Deliveroo has become the latest food delivery tech firm to retreat from its international markets after the London-listed business said it would be shutting down its operations in Hong Kong.
In a stock exchange update, Deliveroo said its Hong Kong platform would be live until 7 April, after which liquidators will manage closure of the business and the remainder of its assets in the most efficient way possible. Some of the assets would be sold to rival Foodpanda.
Hong Kong represented 5% of Group GTV and had a 5 percentage point negative impact on International GTV growth and remains adjusted EBITDA negative, the firm said.
“There are several dynamics specific to the Hong Kong market which led the board to consider strategic options and, given the group’s commitment to disciplined capital allocation, determine that it would not serve shareholders’ best interests to continue to operate in Hong Kong.”
Deliveroo shares rose as much as 2.5% to 128p in early London trade on the back of the announcement.

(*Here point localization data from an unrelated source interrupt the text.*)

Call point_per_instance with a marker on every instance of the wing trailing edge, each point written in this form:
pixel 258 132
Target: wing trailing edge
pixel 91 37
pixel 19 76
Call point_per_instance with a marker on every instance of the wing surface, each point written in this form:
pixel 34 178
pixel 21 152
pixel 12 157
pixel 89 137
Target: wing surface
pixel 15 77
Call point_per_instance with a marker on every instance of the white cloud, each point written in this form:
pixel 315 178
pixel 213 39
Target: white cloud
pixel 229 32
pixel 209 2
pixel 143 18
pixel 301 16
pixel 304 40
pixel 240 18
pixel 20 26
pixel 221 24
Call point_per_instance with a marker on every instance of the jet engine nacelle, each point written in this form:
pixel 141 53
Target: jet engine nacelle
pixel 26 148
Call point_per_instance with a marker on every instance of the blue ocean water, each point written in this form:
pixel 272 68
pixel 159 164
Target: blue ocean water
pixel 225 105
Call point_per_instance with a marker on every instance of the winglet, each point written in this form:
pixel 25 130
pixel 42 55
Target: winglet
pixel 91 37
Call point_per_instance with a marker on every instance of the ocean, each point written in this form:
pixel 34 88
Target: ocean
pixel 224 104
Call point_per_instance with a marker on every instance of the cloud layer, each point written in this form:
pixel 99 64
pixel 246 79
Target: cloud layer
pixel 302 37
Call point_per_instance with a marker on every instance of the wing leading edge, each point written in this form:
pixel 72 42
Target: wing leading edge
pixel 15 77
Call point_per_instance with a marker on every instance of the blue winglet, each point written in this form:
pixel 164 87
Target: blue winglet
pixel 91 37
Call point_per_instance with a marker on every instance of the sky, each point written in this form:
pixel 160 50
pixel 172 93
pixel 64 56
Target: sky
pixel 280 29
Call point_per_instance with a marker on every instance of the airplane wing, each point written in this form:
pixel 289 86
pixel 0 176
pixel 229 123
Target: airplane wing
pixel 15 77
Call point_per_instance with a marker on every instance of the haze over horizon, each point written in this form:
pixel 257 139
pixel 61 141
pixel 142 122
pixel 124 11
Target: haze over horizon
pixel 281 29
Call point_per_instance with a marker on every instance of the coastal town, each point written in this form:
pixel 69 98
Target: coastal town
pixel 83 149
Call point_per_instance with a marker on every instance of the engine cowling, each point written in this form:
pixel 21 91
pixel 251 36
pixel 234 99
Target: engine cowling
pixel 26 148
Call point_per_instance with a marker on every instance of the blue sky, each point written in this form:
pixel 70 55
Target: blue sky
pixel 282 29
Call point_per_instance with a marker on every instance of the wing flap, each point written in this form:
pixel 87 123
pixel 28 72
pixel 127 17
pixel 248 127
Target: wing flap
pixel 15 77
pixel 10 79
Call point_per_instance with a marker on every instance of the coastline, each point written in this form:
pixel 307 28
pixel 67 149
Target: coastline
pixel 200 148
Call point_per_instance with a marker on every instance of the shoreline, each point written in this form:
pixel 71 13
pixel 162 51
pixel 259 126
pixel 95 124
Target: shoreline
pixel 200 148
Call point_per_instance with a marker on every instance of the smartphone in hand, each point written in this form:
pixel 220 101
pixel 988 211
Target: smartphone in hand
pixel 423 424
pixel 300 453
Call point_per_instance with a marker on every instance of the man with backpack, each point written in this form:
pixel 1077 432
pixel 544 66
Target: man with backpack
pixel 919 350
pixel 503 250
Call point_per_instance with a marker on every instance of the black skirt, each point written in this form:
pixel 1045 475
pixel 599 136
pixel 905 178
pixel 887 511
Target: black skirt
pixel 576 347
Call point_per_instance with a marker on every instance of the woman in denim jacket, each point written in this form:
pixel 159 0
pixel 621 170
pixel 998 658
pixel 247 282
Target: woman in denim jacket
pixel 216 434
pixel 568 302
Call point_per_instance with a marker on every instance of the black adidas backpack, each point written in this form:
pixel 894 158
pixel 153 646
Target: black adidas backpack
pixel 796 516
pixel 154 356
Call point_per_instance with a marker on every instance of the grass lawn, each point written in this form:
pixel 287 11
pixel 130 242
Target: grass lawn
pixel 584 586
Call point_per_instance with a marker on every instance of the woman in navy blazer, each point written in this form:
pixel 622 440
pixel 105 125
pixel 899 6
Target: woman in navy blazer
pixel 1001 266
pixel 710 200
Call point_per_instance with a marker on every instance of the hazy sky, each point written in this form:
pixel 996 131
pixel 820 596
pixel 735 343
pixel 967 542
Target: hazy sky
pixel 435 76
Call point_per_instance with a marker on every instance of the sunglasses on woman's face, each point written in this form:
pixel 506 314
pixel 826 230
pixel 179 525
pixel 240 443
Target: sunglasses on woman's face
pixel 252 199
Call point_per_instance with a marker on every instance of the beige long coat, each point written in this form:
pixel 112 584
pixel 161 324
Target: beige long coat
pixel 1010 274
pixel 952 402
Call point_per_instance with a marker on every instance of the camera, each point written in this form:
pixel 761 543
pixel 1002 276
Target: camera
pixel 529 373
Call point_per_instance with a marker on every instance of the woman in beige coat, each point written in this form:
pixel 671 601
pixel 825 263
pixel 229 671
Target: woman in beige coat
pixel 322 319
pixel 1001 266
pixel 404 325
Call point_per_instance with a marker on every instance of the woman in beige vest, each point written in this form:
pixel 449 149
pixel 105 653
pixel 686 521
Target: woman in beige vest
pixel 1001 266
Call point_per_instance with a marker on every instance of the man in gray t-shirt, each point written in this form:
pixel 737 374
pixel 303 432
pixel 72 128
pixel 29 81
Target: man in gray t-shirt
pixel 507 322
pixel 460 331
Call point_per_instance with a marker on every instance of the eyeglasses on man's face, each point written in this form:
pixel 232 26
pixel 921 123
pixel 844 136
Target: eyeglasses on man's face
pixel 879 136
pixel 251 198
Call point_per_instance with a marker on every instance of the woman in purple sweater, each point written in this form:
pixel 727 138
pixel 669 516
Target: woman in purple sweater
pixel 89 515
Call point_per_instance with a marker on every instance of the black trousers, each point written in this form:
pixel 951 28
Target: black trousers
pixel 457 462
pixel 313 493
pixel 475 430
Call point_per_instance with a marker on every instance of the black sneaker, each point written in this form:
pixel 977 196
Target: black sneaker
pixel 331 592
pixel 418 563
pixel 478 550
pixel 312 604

The moves comes despite assurances from CEO Will Shu as recently as August that the firm had no plans to withdraw from any of its markets in the coming months, adding: “We’re happy with the markets we’re in.”
The firm’s closest rival in Europe, Just Eat, withdrew from France and New Zealand last year. It also sold its US business GrubHub in a $650m deal.
In previous years, Deliveroo has exited Germany, Taiwan, Spain, the Netherlands and Australia. In Europe, the firm continues to operate in the UK, Ireland, France, Belgium and Italy.
Deliveroo first launched operations in Hong Kong after completing a $100m Series D funding round in 2015.